Como dicen en Venezuela, se está raspando la olla. Ha habido un persistente deterioro de la calidad y de la trama de las historias que nos han contado. La de Pando 11/09 es una historia aún no contada pero que tiene a cuando menos 11 muertos,  parte del balance de la jornada más sangrienta  del más joven departamento boliviano.  A lo malo se suma lo peor. En ese rastro tenebroso ha quedado latente la acción de contrabandistas que utilizaban esos parajes para nutrir su actividad.

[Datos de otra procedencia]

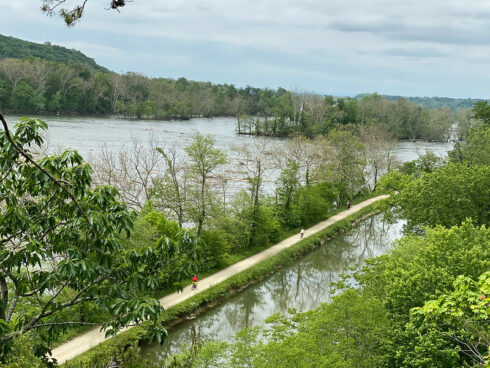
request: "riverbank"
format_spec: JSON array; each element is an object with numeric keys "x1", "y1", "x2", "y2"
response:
[{"x1": 53, "y1": 196, "x2": 386, "y2": 367}]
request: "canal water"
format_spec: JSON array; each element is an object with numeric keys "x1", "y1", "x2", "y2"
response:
[{"x1": 143, "y1": 215, "x2": 403, "y2": 361}]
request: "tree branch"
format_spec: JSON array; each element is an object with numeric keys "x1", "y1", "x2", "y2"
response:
[{"x1": 0, "y1": 114, "x2": 89, "y2": 222}]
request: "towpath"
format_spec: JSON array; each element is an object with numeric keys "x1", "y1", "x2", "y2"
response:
[{"x1": 53, "y1": 195, "x2": 388, "y2": 364}]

 El año pasado surgió la especie de que desde el Cine Center, el complejo cinematográfico más moderno de Santa Cruz, unos jóvenes planeaban asesinar al Presidente Evo Morales con un fusil Máuser y la ayuda de una mira telescópica manual. Nadie se ocupó de averiguar si los supuestos magnicidas tenían conocimientos de física y balística, necesarios para calcular el efecto de la gravedad y la rotación de la tierra sobre el proyectil, para acertar a  un blanco móvil a unos 1.000 metros de distancia con un arma obsoleta, y el pulso firme para sostener la mira telescópica manual. Lo cierto es que el bullicio que se armó en torno a esa supuesta conspiración asesina murió porque no se sustentaba. Hace pocos días, al universitario Nemesio Mamani Lima se le ocurrió hacer un embudo con un periódico y aguzar la vista sobre una caravana de vehículos de la escolta de protección al presidente Morales. Pagó cara su audacia: lo llevaron preso con el argumento que su actitud podría manifestar un deseo criminal. Estos días otoñales de abril y mayo, el gobierno del presidente Evo Morales ha dado lugar a un torbellino de acontecimientos, uno detrás de otro, que supera sus propios récords atiza-conflictos.

La historia del Hotel Las Américas todavía está en pleno desarrollo. A estas alturas, el gobierno tiene mucho que explicar. Esta semana surgió el  factor Venezuela como centro de atención:  ¿Fue sólo una coincidencia que el día 13 de abril se hubieran registrado cuatro ciudadanos venezolanos y tuviesen  salida marcada el 15, horas antes del episodio sangriento del día 16? La TV ha divulgado ampliamente documentación indesmentible sobre la presencia del cuarteto, desde sus nombres completos hasta fotocopias de  pasaportes y números de teléfonos celulares. Los datos están en la red desde el 8 de mayo.  Se trata de Daniel Gonzalo Sánchez Nieves, Alirio Ramón Ortega Ríos, José Ramón Garrido Salcedo y Jesús Ordaz Landaeta. Estaban un piso más debajo de Eduardo Rozsa, Arpad Magyarosi y Michael Dwyer, muertos en la operación del 16. La Embajada de Venezuela, en un comunicado poco usual, aclaró que el grupo vino de La Paz a Santa Cruz en misión para trasladar a un grupo de funcionarios de YPFB y Petróleos de Venezuela a un campo hidrocarburífero (Bulo Bulo). ¿Fue sólo coincidencia?